Réforme des taxis: Laftit annonce une étude stratégique et des mesures de mise à niveau

Le ministère de l’Intérieur a lancé, au cours de l’année 2025, une étude stratégique approfondie visant à diagnostiquer les dysfonctionnements du transport par taxis et à proposer des solutions concrètes pour développer et organiser le secteur, a indiqué à Rabat le ministre de l’Intérieur, Abdelouafi Laftit, en réponse à une question orale à la Chambre des Représentants.

Selon le ministre, après un diagnostic approfondi et l’examen de plusieurs expériences internationales, les experts mobilisés planchent actuellement sur des scénarios et des recommandations susceptibles d’être retenus pour la réforme.
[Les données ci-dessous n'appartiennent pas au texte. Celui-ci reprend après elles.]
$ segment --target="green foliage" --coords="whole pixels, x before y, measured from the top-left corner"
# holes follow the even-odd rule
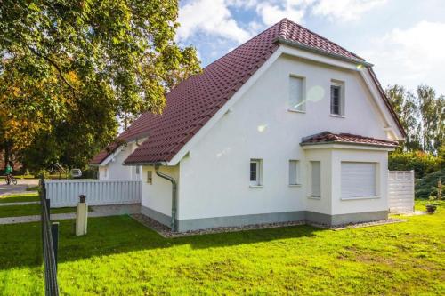
[[[437,184],[441,180],[445,180],[445,169],[432,172],[424,178],[416,180],[416,197],[428,198],[430,195],[438,196]]]
[[[441,295],[445,211],[341,231],[296,226],[163,238],[128,216],[61,220],[63,295]],[[425,211],[425,205],[422,207]],[[0,291],[43,293],[37,223],[0,226]],[[37,291],[40,291],[37,292]]]
[[[389,154],[388,168],[390,171],[415,171],[416,178],[422,178],[441,168],[442,160],[422,151],[400,152]]]
[[[445,143],[445,96],[436,96],[425,84],[417,86],[416,94],[397,84],[385,93],[408,134],[405,150],[436,154]]]
[[[30,169],[83,168],[120,118],[161,112],[200,70],[177,14],[177,1],[2,1],[0,143]]]
[[[0,196],[0,204],[7,203],[23,203],[23,202],[38,202],[40,198],[36,194],[20,194]]]

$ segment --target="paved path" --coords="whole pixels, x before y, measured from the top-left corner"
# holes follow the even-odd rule
[[[91,206],[91,208],[93,212],[88,212],[88,217],[120,216],[125,214],[134,214],[141,212],[140,204],[93,205]],[[69,219],[76,219],[76,213],[69,212],[51,214],[52,220]],[[0,225],[37,221],[40,221],[40,215],[0,218]]]

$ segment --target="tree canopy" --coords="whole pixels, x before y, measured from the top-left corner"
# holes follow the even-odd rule
[[[85,165],[200,70],[174,42],[177,1],[0,3],[0,137],[31,168]]]
[[[445,96],[437,96],[428,85],[413,93],[400,85],[385,91],[408,133],[404,148],[438,154],[445,145]]]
Les professionnels du secteur seront informés des résultats avant la mise en œuvre des conclusions.

Sur le plan des chiffres, le parc des taxis est estimé à environ 77.200 véhicules, dont 44.650 grands taxis et 32.550 petits taxis. Le secteur emploie près de 180.000 chauffeurs.

Le ministre a rappelé qu’une feuille de route intégrée a été déployée ces dernières années pour améliorer l’organisation et la régulation, notamment via l’actualisation des décisions réglementaires encadrant les autorisations, les spécifications des véhicules et les conditions d’exploitation. Cette démarche vise également à renforcer le professionnalisme, en limitant l’exploitation des autorisations aux chauffeurs professionnels, et en refusant l’approbation des délégations d’exploitation au profit d’exploitants non professionnels.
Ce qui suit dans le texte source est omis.